Young People Moving Back Home in Record Numbers

Chris Gaetano
Published Date:
Jul 27, 2020
Data from real estate information firm Zillow indicates that, as of June, 3 million young adults have moved in with a parent or grandparent; over 80 percent of them could be classified as "Gen Z," those born after 1996, said CNBC.

Young people, along with women and people of color, have been disproportionately impacted by the pandemic's economic chaos, as they have tended to have jobs in sectors that have been especially hurt over the last few months, such as retail and restaurants. The Bureau of Labor Statistics calculated that the unemployment rate among those aged between 20 and 24 was 25.7 percent in April, more than 10 percentage points higher than the national average of 14.7 percent. What's more, many are graduating into one of the worst job markets in generations, and so many will need to put a pause on career development as they simply try to survive.
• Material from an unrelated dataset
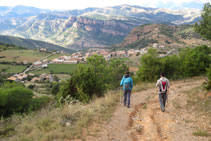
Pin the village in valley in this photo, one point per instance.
(74, 58)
This delayed start can have longer-term impacts on their careers, as they are then missing out on the time they could have been using to make contacts, develop skills and otherwise further their career. This setback, in turn, means they will be building less wealth, which can have effects years down the road.

A similar thing happened with millennials in the wake of the last financial crisis, in 2008, which saw many moving back in with their parents as the economy collapsed around them, which had the effect of postponing financial independence and career development, to their ultimate detriment. A 2018 Federal Reserve study found that, generally, the most rapid wealth accumulation happens earlier in life, with later wealth building upon it. Given that millennials' prime earnings years happened in the middle of a financial crisis, this means that they have less to build upon than those who accumulated their assets beforehand. If Gen Z is having a similarsetback happen to them  during the pandemic, it is possible they too will have long-term damage to their career development and consequent lower earnings as well.